History is a Christian story of progress which ends with the triumph
of the City of God over the City of Man. Again, this view was Augustinian
amended by Gregory the Great. Both Augustine and Gregory firmly rejected
the Greco-Roman theory of endless cycles of history. Since Christ could
only be sacrificed one time, and there could be only one Last Judgment,
history was a unique process including all people for all time. This made
the individual life eternally significant. Augustine and Gregory, however,
parted at this point. For Augustine, the church could never be triumphant
in this world. Until the Last Judgment, the City of God and the City of
Man would remain separate. Then mankind would be divided according to their
inner merit: the spiritual to eternal salvation; the carnal to hell and
damnation. Gregory took another tack. The church for him became the visible
embodiment of the City of God on earth. While salvation was by grace, Gregory
took the view that the individual who did good works prescribed by the
church proved that he merited grace, thus making the church central to
salvation. For Gregory this was essential: if the church could not promise
salvation through moral conduct, why should anyone bother? Through the
church God achieved his purpose in this world until the final judgment.

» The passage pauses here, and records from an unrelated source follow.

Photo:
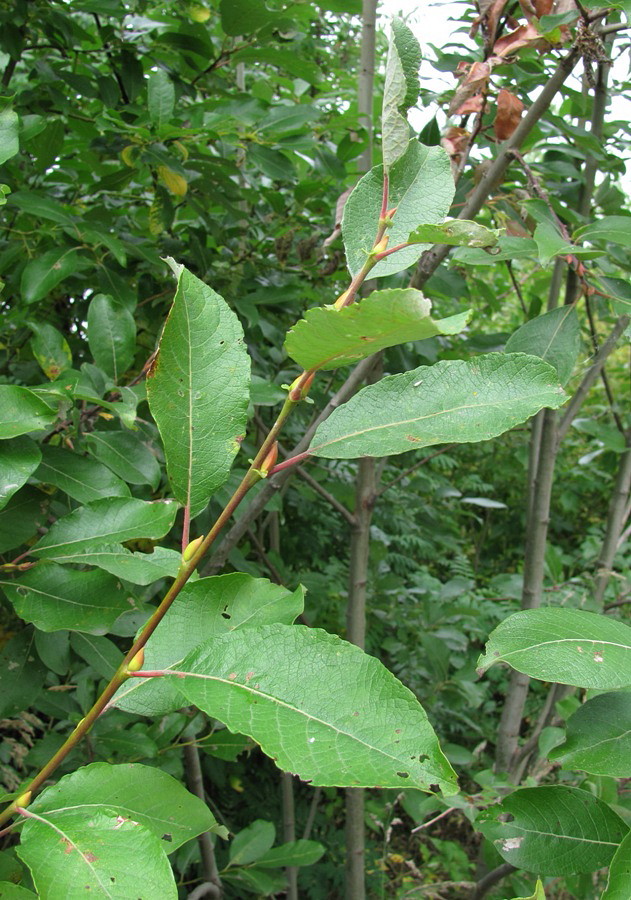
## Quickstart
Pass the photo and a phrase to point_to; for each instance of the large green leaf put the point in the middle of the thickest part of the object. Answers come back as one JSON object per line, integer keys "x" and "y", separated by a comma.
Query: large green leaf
{"x": 565, "y": 645}
{"x": 328, "y": 337}
{"x": 80, "y": 477}
{"x": 553, "y": 830}
{"x": 161, "y": 97}
{"x": 287, "y": 687}
{"x": 400, "y": 91}
{"x": 215, "y": 605}
{"x": 127, "y": 455}
{"x": 105, "y": 521}
{"x": 141, "y": 793}
{"x": 44, "y": 273}
{"x": 111, "y": 335}
{"x": 619, "y": 883}
{"x": 454, "y": 401}
{"x": 456, "y": 232}
{"x": 421, "y": 188}
{"x": 53, "y": 597}
{"x": 598, "y": 736}
{"x": 105, "y": 855}
{"x": 198, "y": 391}
{"x": 22, "y": 411}
{"x": 554, "y": 337}
{"x": 18, "y": 460}
{"x": 50, "y": 349}
{"x": 138, "y": 568}
{"x": 9, "y": 139}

And history was a story of progress ending in the next world for those
in whom the spiritual triumphed.
Before turning to the development of the First Europe in the centuries from 900 to 1350, we need to look closely at the appearance of a new culture which swept through most of the lands around the Mediterranean and grew to challenge the First Europe: Islam.
1. Quoted in Michael Grant, The Dawn of the Middle Ages (New York: McGraw Hill, 1981), p. 98.
2. Alcuin, Epistle #174, translated in Richard Sullivan, Heirs of the Roman Empire (Ithaca, New York: Cornell University Press, 1960), p. 82.
3. J. N. Hillgarth, ed., The Conversion of Western Europe, 350-750 (Englewood Cliffs, N.J.: Prentice-Hall, Inc., 1969), pp. 113-114.